[71653] in North American Network Operators' Group
Re: S.2281 Hearing (was: Justice Dept: Wiretaps...)
daemon@ATHENA.MIT.EDU (John Curran)
Sun Jun 20 00:34:01 2004
In-Reply-To: <Pine.GSO.4.58.0406192315120.1141@clifden.donelan.com>
Date: Sun, 20 Jun 2004 00:30:52 -0400
To: Sean Donelan <sean@donelan.com>
From: John Curran <jcurran@istaff.org>
Cc: nanog@merit.edu
Errors-To: owner-nanog-outgoing@merit.edu
At 12:06 AM -0400 6/20/04, Sean Donelan wrote:
>On Sat, 19 Jun 2004, John Curran wrote:
>> S.2281 takes the middle of the road position in areas such as lawful
>> intercept, universal service fund, and E911. At a high-level, those
>> VoIP services which offer PSTN interconnection (and thereby look like
>> traditional phone service in terms of capabilities) under S.2281 pick up
>> the same regulatory requirements.
>
>It sounds good, if you assume there will always be a PSTN. But its
>like defining the Internet in terms of connecting to the ARPANET.

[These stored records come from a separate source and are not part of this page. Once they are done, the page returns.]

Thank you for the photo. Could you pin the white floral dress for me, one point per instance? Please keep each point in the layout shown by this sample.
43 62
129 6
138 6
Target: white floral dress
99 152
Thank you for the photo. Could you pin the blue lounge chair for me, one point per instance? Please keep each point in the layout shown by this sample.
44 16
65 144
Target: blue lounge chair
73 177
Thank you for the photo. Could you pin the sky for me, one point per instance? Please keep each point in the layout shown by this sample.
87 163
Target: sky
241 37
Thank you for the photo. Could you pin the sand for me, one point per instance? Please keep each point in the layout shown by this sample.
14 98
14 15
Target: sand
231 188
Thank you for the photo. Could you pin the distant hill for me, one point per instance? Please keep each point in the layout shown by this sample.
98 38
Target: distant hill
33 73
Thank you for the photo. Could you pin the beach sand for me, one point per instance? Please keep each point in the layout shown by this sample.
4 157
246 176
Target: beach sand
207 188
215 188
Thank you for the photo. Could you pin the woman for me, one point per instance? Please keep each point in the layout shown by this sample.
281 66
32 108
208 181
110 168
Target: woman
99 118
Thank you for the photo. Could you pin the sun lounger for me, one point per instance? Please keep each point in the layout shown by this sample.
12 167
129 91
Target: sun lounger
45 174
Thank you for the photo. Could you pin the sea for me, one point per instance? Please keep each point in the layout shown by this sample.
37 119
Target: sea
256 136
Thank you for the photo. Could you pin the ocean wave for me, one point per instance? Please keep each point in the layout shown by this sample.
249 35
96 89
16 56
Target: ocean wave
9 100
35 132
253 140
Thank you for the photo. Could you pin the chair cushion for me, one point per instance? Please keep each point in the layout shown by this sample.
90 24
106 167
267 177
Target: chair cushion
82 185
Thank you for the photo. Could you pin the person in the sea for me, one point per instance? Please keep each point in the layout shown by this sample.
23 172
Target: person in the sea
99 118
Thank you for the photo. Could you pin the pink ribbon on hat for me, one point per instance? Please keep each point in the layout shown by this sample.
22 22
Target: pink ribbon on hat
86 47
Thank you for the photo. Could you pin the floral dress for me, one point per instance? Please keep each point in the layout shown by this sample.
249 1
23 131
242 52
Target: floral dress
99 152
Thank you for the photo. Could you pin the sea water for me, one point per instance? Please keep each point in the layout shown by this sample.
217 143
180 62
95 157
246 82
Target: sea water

Correct. It's a workable interim measure to continue today's practice
while the edge network is transitioning to VoIP. It does not address
the more colorful long-term situation that law enforcement will be in
shortly with abundant, ad-hoc, encrypted p2p communications.
>What about Nextel's phone-to-phone talk feature which doesn't touch
>the PSTN? What about carriers who offer "Free" on-net calling, which
>doesn't connect to the PSTN and off-net calling to customers on the
>PSTN or other carriers.
>
>Will the bad guys follow the law, and only conduct their criminal
>activities over services connected to the PSTN?
Sean - what alternative position do you propose?